Unsteady Surface Pressure Characterization on Launch Vehicle in Liftoff Configuration

Abstract

Acquisition of unsteady pressure using remote scanners can provide practical advantages over making the same measurements directly using flush-mounted pressure transducers. However, pneumatic distortion of the signal is introduced by the tubing between the sensing module and surface port. This typically limits the usefulness of such measurements to averaged, steady data only, restricting the application of pressure scanners for unsteady pressure measurements in wind-tunnel and flight-testing applications.
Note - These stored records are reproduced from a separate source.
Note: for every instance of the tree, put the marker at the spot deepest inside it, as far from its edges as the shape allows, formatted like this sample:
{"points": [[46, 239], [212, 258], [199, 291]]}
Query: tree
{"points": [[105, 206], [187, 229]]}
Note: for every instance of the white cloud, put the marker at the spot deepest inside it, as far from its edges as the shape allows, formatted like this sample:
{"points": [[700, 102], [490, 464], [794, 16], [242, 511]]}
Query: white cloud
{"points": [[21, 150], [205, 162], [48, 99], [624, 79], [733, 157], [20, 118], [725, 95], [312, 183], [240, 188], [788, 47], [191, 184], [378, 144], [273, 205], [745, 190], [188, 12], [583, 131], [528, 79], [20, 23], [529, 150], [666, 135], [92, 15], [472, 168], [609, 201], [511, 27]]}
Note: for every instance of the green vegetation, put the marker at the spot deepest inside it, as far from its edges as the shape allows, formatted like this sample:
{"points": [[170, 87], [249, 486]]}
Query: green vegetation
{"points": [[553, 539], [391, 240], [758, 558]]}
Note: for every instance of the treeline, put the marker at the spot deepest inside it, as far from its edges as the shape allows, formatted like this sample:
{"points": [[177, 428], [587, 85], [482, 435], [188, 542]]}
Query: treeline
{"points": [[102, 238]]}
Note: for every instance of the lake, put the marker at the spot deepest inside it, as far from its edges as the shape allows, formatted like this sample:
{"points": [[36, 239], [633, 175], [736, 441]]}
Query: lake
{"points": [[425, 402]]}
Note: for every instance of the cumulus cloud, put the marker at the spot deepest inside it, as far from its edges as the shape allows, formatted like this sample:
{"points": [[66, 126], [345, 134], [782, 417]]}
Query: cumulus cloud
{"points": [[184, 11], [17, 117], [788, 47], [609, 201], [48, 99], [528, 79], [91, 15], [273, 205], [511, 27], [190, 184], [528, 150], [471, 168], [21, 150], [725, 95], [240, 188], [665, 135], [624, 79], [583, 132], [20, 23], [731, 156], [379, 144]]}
In this work, unsteady pressure on the surface of a 1.75%-scale model of the NASA Space Launch System Block 1B Cargo vehicle was remotely measured using an electronic scanning pressure module at the NASA Langley Research Center 14-by 22-Foot Subsonic Tunnel. Subsequent reconstruction using an empirically tuned, Wiener-filtered inverse transfer function produced excellent agreement compared to nearby surface-mounted transducers within a usable bandwidth of approximately 500 Hz. Interactions between the launch vehicle and the support tower produced strong oscillations that were absent in the vehicle-alone configuration, and it is likely that the wake interaction leads to a resonant flow response when the launch tower is immediately downstream of the vehicle.